Lecture 13

Misspecification and Inference

Summary

We’ll try out a misspecified regression model in a simple causal inference problem.
- We’ll get biased point estimates.
- We’ll look at the implications for inference.
- And we’ll see that misspecification is an increasingly big deal as sample size grows.

A Simple Example

An Experiment

We’re going to talk about causal inference with a multivalued treatment.
Our context will be a randomized experiment with three treatments.
A large employer is experimenting with a new benefit for their employees: subsized gym memberships.
- They’re randomly selecting employees to participate in a trial program.
- Then randomizing these participants into three plans.
  - Plan 1: No gym membership.

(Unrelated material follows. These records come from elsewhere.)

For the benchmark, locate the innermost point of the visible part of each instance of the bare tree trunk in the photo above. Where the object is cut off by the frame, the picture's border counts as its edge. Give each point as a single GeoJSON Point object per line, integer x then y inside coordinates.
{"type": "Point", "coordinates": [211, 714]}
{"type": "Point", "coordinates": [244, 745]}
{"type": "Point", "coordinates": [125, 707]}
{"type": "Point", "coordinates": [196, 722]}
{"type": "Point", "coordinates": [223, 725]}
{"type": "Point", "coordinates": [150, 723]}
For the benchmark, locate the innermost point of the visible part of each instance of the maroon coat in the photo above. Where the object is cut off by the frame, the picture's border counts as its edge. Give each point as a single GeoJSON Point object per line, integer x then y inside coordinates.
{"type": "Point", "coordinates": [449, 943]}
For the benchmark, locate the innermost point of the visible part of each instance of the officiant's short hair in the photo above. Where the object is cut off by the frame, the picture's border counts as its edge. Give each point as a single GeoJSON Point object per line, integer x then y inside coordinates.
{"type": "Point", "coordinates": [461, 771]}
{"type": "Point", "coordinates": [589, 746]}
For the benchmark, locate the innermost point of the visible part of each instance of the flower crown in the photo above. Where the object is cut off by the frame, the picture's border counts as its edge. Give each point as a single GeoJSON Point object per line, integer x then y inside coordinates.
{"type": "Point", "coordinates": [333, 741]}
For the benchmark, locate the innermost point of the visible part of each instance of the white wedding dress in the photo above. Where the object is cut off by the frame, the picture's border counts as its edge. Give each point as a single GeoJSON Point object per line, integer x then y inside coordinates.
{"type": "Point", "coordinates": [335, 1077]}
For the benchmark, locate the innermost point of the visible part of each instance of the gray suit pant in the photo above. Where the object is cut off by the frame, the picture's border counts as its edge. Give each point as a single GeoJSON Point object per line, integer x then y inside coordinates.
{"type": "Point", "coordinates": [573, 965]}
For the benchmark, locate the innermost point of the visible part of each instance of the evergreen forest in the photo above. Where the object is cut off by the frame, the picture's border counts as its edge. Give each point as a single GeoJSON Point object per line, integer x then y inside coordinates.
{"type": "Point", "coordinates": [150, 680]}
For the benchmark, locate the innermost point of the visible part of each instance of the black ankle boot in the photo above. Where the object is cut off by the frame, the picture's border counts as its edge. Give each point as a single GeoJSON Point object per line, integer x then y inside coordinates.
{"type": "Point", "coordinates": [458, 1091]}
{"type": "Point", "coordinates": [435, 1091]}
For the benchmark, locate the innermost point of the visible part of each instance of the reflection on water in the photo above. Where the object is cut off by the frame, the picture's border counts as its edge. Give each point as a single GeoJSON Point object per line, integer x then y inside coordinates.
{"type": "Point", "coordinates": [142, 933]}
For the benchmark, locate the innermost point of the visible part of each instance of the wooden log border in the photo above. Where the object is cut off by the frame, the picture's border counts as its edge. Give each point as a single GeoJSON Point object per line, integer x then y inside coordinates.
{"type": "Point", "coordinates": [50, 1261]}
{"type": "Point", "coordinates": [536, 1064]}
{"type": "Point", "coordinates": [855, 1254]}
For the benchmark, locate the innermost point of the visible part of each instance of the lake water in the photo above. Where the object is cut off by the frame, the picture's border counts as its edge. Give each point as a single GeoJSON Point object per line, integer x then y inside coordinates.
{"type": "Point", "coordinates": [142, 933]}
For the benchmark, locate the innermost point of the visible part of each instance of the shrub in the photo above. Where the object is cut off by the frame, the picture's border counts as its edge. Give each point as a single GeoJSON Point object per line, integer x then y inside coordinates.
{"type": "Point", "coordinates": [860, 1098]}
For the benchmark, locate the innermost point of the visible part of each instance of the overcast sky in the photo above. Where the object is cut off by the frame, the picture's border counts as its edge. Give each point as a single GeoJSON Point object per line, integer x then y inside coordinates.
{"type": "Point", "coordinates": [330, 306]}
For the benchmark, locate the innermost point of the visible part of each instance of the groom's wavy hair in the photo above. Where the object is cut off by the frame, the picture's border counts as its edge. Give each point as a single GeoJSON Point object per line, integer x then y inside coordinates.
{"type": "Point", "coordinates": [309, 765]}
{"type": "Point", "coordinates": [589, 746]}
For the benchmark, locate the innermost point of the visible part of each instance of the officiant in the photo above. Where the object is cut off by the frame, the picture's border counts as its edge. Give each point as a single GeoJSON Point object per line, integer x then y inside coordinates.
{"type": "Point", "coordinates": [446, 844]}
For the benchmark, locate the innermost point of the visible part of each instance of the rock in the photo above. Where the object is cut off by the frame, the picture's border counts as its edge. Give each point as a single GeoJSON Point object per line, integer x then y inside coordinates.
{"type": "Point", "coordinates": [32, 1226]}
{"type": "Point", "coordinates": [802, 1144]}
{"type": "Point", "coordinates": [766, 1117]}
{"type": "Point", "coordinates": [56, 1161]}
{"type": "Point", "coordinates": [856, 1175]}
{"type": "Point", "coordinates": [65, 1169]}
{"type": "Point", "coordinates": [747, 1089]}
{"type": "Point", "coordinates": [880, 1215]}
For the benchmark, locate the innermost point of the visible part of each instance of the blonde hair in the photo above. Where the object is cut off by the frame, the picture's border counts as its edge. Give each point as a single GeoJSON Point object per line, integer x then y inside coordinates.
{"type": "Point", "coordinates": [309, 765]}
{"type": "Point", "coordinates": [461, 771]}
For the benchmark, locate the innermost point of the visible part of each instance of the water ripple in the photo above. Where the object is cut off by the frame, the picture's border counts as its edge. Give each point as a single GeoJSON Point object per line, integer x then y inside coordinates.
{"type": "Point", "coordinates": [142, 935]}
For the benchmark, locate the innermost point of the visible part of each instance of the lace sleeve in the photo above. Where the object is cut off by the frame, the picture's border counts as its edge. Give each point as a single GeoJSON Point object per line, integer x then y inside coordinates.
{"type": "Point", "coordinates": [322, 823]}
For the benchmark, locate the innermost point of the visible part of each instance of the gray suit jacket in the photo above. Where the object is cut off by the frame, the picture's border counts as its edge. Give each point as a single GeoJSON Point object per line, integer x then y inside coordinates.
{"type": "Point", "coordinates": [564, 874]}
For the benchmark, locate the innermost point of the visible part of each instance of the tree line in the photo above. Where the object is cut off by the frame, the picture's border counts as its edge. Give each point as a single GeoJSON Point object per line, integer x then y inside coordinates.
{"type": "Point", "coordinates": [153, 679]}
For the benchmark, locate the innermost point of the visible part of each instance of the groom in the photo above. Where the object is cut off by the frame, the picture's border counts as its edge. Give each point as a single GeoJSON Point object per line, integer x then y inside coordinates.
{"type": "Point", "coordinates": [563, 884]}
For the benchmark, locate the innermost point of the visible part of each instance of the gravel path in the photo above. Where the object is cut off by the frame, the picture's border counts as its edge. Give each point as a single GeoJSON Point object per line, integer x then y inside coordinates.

It costs them $0/month.
  - Plan 2: A gym membership that covers entry but not classes. It costs $50/month.
  - Plan 3: A gym membership that covers entry and classes. It costs $100/month.
- Then surveying them to see how often they go to the gym, e.g. in days/month.
They’ll be able to use this information to decide what plan to offer everyone next year.

How We Think

We’ll think about this using potential outcomes.
We imagine, for each employee, that there’s a number of times they’d go to the gym given each plan.
- $y_j(0)$: The number of days/month they’d go to the gym if they had no membership.
- $y_j(50)$: The number of days/month they’d go to the gym if they had a $50 membership.
- $y_j(100)$: The number of days/month they’d go to the gym if they had a $100 membership.
And we’ll think about the effect of each plan on each employee.
- $\tau_j(50) = y_j(50) - y_j(0)$: The effect of a $50 gym membership vs none.
- $\tau_j(100) = y_j(100) - y_j(50)$: The effect of a $100 gym membership vs $50.

\[ \small{ \begin{array}{c|ccc|cc} j & y_j(0) & y_j(50) & y_j(100) & \tau_j(50) & \tau_j(100) \\ 1 & 5 & 10 & 10 & 5 & 0 \\ 2 & 10 & 10 & 10 & 0 & 0 \\ \vdots & \vdots & \vdots & \vdots & \vdots & \vdots \\ 327 & 0 & 0 & 20 & 0 & 20 \\ \vdots & \vdots & \vdots & \vdots & \vdots & \vdots \\ 358 & 15 & 18 & 20 & 3 & 2 \\ \vdots & \vdots & \vdots & \vdots & \vdots & \vdots \\ m & 10 & 10 & 5 & 0 & -5 \\ \end{array} } \]

Randomization

Treatment is randomized by rolling two dice for each of our 250 participants.¹
- If we roll 1-6: No membership. This happens 106 times.
- If we roll 8-12: $50 membership. This happens 124 times.
- If we roll exactly 7: $100 membership. This happens 20 times.

roll = sample(c(1:6), size=n, replace=TRUE) + sample(c(1:6), size=n, replace=TRUE)
W = case_match(roll,
  1:6~0,
  8:12~1,
  7~100)

Estimating An Average Treatment Effect

Let’s say we’re interested in the average effect of a $100 gym membership vs. a $50 gym membership.
Because we’ve randomized, there’s a natural unbiased estimator of this effect.²
It’s the difference in means for the groups receiving these two types of membership.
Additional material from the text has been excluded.